On dit souvent du Beta Band qu’il aurait dû être un des plus grands groupes de sa génération. On oublie aussi que celui-ci s’est sabordé tout seul en publiant un premier album noyé sous les samples et les private jokes. Pourtant, les Ecossais avaient bien débuté avec “The Three EPs”, magnifique (réédité ici dans un joli mais onéreux coffret), ils publièrent même quelques excellents disques (notamment “Hot Shots 2”) mais le train était passé. Restent, aujourd’hui, ces vinyles, réédités pour les 20 ans du groupe, afin de se rendre compte du talent de ces grands fantaisist­es et méditer sur la beauté absurde du suicide commercial.

Bryan MacLean “Ifyoubelie­vein” Sundazed

Si on pense souvent à Arthur Lee quand on pense à Love, on oublie souvent l’âme torturée du groupe, le moustachu Bryan MacLean, auteur des immortels “Alone Again Or”, “Orange Skies” et “Old Man”. Quand Lee a viré son groupe après “Forever Changes”, MacLean s’est vu offrir un contrat par Elektra. Malheureus­ement, ses démos n’ont pas convaincu le label et le chanteur s’est alors détourné de la musique pour se consacrer à la religion. “Ifyoubelie­vein”, sorti à l’origine en 1997, compile lesdites maquettes (alors écrites avec Love en tête) et dévoile un chanteur folk passionnan­t. Les fans de Love appréciero­nt les versions alternativ­es de classiques, mais le vrai bonheur ici réside dans les inédits (“Kathleen”, “Fresh Hope”).

The Meters “The Meters” Music On Vinyl

Quand le sujet du funk arrive sur la table, l’évocation du nom des Meters fait peur. Il est question d’albums instrument­aux, de rythmes complexes, de funk cérébral, d’une technicité qui a fait d’eux le groupe funk préféré des musiciens, plus que du public.
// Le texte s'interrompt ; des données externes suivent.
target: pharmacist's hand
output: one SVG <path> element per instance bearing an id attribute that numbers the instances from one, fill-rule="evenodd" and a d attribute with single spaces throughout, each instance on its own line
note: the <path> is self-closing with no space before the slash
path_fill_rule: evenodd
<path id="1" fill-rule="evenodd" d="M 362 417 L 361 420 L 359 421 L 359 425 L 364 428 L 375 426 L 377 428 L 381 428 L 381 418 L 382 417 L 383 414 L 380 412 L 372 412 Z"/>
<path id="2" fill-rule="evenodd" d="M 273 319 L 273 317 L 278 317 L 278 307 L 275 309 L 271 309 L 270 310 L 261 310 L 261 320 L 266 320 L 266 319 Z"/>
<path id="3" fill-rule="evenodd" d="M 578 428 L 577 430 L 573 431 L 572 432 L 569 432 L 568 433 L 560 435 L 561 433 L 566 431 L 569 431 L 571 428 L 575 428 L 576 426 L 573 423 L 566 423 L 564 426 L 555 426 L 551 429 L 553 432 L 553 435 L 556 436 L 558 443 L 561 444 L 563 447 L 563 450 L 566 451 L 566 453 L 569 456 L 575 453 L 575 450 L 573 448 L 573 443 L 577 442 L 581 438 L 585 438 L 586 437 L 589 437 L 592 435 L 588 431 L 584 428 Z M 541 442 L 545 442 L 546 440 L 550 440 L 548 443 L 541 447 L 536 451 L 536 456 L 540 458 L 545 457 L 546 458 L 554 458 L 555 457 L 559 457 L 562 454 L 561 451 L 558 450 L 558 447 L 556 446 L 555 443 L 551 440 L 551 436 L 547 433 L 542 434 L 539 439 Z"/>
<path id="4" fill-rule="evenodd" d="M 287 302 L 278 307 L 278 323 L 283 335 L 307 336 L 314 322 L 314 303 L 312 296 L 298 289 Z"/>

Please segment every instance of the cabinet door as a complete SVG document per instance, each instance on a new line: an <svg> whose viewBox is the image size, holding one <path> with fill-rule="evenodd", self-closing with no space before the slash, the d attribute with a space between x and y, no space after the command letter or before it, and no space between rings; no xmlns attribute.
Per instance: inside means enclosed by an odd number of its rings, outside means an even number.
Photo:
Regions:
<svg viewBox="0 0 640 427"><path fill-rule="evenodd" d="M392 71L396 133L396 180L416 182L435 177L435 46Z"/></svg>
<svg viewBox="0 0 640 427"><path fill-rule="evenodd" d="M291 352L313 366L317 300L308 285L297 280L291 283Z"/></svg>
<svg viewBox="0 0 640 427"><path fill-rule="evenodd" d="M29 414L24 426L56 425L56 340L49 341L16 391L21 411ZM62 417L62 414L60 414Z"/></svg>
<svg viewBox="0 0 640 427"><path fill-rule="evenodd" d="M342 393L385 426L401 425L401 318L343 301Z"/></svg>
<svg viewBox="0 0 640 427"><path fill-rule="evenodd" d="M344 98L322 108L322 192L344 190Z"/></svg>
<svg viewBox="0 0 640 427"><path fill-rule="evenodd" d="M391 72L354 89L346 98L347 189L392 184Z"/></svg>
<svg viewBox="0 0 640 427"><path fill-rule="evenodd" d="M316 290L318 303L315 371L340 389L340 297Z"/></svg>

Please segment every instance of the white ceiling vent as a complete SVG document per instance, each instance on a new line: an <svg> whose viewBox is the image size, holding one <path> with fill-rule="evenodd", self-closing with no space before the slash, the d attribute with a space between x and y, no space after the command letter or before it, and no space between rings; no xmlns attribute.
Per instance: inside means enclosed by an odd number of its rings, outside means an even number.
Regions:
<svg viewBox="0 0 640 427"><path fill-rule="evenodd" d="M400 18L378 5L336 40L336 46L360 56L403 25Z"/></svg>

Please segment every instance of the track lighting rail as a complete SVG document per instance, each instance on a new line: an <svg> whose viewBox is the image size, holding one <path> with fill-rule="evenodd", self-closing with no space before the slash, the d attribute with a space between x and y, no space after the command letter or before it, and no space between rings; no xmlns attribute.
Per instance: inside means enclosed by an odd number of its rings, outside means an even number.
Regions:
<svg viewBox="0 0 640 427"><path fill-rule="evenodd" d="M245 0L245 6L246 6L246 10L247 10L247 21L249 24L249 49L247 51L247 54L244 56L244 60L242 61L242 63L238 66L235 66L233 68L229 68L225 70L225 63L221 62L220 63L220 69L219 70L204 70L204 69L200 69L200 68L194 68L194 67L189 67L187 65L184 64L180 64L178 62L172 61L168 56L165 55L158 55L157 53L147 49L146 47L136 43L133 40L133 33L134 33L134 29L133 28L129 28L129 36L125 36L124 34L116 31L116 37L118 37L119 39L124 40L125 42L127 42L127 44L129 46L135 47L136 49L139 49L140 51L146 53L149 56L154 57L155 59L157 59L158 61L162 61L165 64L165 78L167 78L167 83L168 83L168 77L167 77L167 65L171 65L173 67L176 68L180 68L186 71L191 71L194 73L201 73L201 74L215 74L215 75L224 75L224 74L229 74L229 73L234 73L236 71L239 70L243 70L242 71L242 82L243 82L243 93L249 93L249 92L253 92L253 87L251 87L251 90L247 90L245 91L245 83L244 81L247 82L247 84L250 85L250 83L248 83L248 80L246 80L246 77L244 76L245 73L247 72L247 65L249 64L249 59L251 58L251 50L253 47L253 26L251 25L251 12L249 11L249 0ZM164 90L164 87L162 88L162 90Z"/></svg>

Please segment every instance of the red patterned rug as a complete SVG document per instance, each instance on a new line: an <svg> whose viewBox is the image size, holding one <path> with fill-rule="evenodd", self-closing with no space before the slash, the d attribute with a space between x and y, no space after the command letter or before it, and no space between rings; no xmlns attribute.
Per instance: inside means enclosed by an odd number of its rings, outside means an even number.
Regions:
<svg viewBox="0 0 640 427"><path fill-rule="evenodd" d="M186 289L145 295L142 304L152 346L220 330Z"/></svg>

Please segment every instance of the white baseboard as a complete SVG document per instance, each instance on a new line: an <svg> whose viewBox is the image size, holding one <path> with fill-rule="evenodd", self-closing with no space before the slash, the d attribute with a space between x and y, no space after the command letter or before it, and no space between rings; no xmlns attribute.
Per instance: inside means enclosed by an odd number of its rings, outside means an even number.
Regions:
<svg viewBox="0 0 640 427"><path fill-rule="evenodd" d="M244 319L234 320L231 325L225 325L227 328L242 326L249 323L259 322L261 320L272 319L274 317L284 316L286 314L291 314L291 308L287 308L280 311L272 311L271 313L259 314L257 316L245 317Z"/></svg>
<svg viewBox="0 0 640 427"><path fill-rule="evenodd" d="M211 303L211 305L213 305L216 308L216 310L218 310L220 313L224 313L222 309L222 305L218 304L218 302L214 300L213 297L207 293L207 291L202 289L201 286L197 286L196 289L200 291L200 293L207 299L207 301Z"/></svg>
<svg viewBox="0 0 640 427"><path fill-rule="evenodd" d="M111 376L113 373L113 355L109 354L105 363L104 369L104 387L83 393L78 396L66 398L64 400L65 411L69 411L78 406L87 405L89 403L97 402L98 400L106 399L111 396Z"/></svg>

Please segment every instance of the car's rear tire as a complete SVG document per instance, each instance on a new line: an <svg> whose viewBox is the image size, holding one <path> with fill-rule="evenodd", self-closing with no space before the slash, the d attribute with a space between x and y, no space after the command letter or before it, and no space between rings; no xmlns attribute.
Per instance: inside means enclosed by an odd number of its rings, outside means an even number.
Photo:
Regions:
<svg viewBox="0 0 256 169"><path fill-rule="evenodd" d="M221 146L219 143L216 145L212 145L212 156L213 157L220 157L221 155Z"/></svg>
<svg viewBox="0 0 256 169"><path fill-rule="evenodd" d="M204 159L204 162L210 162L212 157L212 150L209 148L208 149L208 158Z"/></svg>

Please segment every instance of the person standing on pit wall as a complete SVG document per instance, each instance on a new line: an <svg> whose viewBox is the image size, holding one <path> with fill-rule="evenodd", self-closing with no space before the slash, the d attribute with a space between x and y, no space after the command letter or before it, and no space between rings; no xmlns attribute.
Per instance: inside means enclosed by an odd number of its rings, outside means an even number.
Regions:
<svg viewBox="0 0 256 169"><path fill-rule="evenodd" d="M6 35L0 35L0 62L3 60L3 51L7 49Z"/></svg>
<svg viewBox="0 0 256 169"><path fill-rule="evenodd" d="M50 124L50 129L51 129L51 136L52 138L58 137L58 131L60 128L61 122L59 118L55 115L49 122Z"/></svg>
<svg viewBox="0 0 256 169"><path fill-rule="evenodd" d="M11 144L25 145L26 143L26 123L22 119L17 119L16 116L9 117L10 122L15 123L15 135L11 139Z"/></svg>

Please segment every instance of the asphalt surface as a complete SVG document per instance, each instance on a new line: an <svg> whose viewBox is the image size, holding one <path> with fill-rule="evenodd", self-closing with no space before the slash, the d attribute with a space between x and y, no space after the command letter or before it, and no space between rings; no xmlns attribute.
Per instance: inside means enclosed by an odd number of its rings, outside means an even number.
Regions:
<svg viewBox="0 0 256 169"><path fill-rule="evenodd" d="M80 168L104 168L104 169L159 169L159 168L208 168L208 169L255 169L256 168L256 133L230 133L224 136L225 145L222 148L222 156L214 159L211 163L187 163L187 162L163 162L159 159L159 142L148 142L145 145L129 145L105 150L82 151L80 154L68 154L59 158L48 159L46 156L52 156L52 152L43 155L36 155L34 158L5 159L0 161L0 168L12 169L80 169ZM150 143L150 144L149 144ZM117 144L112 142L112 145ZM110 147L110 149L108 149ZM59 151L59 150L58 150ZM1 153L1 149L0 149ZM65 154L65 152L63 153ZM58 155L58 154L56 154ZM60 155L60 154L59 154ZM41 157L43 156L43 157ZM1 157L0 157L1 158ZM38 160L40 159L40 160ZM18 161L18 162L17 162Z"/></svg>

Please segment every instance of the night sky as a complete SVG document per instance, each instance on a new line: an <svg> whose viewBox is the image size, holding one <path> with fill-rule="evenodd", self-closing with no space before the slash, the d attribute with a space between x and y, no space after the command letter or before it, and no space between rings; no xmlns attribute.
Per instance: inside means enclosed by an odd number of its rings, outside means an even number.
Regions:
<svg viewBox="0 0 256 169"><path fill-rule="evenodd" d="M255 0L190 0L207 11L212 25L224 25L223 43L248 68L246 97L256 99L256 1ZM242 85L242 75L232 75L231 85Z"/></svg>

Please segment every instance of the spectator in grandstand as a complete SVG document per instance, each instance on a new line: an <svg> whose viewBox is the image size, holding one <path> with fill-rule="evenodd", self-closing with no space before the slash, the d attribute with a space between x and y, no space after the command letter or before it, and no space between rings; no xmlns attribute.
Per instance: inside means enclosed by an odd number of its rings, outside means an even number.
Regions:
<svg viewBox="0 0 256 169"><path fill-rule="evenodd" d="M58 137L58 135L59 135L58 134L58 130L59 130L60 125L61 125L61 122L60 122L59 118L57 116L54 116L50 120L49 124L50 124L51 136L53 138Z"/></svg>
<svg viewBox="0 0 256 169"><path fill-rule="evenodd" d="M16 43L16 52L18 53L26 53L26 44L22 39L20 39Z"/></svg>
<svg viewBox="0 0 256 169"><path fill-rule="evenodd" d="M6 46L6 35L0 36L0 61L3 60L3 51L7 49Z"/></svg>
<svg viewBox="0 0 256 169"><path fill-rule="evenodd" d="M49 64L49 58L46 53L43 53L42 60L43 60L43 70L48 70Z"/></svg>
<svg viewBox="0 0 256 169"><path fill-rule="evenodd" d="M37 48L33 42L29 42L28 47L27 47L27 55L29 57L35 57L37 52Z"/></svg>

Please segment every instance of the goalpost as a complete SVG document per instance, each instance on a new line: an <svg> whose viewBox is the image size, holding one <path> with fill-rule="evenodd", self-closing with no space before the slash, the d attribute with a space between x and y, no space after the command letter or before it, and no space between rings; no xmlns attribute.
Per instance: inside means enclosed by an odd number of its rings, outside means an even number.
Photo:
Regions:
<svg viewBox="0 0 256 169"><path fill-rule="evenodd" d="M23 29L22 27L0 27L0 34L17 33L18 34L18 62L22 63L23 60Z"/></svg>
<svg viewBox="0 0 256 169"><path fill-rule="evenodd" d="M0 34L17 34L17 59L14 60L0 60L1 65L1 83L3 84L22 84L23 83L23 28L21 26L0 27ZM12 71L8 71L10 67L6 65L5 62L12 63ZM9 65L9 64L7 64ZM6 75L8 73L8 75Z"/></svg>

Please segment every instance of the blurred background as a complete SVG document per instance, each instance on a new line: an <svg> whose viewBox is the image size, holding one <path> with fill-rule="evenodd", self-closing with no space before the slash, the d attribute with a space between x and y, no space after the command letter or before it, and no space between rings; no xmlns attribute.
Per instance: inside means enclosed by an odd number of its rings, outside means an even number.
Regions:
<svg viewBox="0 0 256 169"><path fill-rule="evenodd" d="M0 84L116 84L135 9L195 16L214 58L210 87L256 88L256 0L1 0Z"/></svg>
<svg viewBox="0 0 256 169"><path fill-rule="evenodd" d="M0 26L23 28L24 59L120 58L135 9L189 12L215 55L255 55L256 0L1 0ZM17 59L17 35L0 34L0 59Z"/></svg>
Avec leur premier album sorti en 1969, les Meters posaient les bases d’un funk langoureux madeinNewO­rleans. Le disque reste connu pour “Cissy Strut”, au groove irrésistib­le.

Théâtre “Théâtre” Caméléon/ Samplay

L’histoire de Théâtre est presque ordinaire : un groupe de jeunes gens prend le mouvement punk de plein fouet à la fin des années 70 et décide de monter son propre projet. Quelques concerts mémorables s’enchaînent, des morceaux sont enregistré­s, un single sort, les musiciens vont et viennent, le groupe vivote, et puis rideau. Ce qui est moins ordinaire ici, c’est que ces Honfleurai­s avaient quelques perles (ostréicole­s) à leur répertoire (“Dancers”), portés par un son post-punk métallique qui évoque un Magazine lo-fi (“Les Mouches”).

Nouveautés Heartthrob Chassis “Arrhythmia” Milan

Icône de la scène garage de Detroit des années 90 avec les Demolition Doll Rods, trio glam/ lo-fi qu’elle a mené une décennie durant, l’immense Margaret Doll Rod est de retour avec une nouvelle formation après une escapade solo. Minimalist­e au possible (deux guitares sursaturée­s, une batterie sommaire), Heartthrob Chassis incarne une sorte d’îlot de résistance de la vieille garde de Detroit, bien décidée à préserver l’identité sulfureuse de la scène locale.

Slim Wild Boar “Pure Dust” Kizmiaz

Le chanteur folk breton Slim Wild Boar sort un nouveau mini-album en solo sans son compère Forsaken Shadow. Moins rock’n’roll et blues que par le passé, ce disque frappe par son dépouillem­ent et sa noirceur (“Streams Of Ghosts”). Un condensé de mélancolie idéal pour la saison.

45 tours Sleep “Leagues Beneath” Third Man

Rois du doom, connu pour leurs morceaux à rallonge (dont le légendaire “Dopesmoker” qui dure plus d’une heure), les Sleep ont fait un retour fracassant cette année en publiant un album et un EP chez Third Man. Au-delà de ses qualités hallucinat­oires, “Leagues Beneath” s’avère simplement un beau disque (sans face B, cette dernière étant illustrée d’une gravure horrifique).

The Somethings “Oh Non !” Caméléon

On dit d’eux qu’ils étaient le plus grand groupe de Picardie dans les années 60. Comme de nombreux disques exhumés par Caméléon, les Somethings d’Amiens sont venus au rock par les Animals et les Them. Des influences qu’on entend sur ce magnifique EP chanté en français et sorti à l’origine sur Decca.